Im konkreten Fall genügte der Button „Antrag abschicken“ nach Auffassung des Gerichts nicht, um die Anforderungen des § 312j BGB zu erfüllen. Das LG Landshut hat den streitgegenständlichen Abtretungsvertrag deshalb als unwirksam angesehen. Folge war, dass der Dienstleister nicht wirksam Inhaber der Forderung geworden war und ihm daher die Aktivlegitimation fehlte. Die Klage scheiterte also nicht an der materiellen Berechtigung des Fluggastes, sondern an der fehlenden wirksamen Forderungsübertragung.
Die Entscheidung ist für die Praxis besonders interessant, weil sie nicht nur Fragen der Button-Lösung betrifft. Das LG Landshut musste zuvor auch klären, nach welchem Recht sich die Wirksamkeit der Abtretung beurteilt und ob das deutsche Rechtsdienstleistungsgesetz überhaupt anwendbar ist.

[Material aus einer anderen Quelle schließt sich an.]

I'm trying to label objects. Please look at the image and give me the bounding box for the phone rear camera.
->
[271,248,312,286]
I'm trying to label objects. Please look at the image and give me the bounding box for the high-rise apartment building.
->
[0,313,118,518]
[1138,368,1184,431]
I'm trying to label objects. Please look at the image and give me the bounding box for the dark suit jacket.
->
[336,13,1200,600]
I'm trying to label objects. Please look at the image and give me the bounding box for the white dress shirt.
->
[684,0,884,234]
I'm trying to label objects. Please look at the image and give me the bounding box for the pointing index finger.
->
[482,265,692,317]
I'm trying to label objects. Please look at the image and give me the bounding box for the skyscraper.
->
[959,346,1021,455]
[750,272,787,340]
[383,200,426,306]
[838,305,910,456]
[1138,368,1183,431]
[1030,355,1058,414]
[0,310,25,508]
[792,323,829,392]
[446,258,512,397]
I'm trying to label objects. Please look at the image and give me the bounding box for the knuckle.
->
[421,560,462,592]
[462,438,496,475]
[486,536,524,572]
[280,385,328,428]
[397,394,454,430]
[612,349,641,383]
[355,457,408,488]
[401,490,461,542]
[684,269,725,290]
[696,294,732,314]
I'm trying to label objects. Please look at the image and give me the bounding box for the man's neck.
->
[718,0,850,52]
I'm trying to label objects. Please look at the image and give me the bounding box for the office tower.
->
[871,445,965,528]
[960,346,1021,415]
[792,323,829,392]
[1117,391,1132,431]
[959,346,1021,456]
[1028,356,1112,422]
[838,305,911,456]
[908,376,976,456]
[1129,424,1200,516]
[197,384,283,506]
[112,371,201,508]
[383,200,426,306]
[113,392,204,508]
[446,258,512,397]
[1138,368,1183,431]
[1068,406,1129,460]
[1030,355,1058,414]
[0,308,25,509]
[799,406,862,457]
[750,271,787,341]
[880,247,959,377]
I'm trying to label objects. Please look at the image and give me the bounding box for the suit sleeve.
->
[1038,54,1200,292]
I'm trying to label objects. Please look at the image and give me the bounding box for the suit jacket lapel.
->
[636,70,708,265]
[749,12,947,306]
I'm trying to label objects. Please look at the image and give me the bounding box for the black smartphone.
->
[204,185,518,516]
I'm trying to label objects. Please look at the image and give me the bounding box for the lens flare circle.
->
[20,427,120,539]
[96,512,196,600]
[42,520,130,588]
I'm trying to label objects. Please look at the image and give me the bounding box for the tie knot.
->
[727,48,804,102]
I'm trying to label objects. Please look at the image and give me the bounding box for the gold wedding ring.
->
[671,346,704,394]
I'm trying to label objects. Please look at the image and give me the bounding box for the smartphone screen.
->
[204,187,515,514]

Gerade hier ist wichtig: Die Kammer hat eine Unwirksamkeit nicht auf eine fehlende Registrierung nach dem RDG gestützt, sondern die Tätigkeit der Klägerin insoweit gerade nicht dem RDG unterstellt. Die Klage scheiterte am Ende an § 312j BGB und der daraus folgenden Unwirksamkeit der Abtretung. Für Verbraucher, Plattformbetreiber und auch für Unternehmen, die Forderungen online ankaufen oder sich abtreten lassen, lohnt sich daher ein genauer Blick.
Warum die Entscheidung des LG Landshut so wichtig ist
Auf den ersten Blick könnte man meinen, es gehe lediglich um eine unglückliche Formulierung auf einer Webseite. Das greift zu kurz. Tatsächlich zeigt das Urteil, dass digitale Vertragsprozesse rechtlich nur dann tragfähig sind, wenn sie den gesetzlichen Transparenzanforderungen präzise genügen. Schon kleine sprachliche Unschärfen können erhebliche Folgen auslösen.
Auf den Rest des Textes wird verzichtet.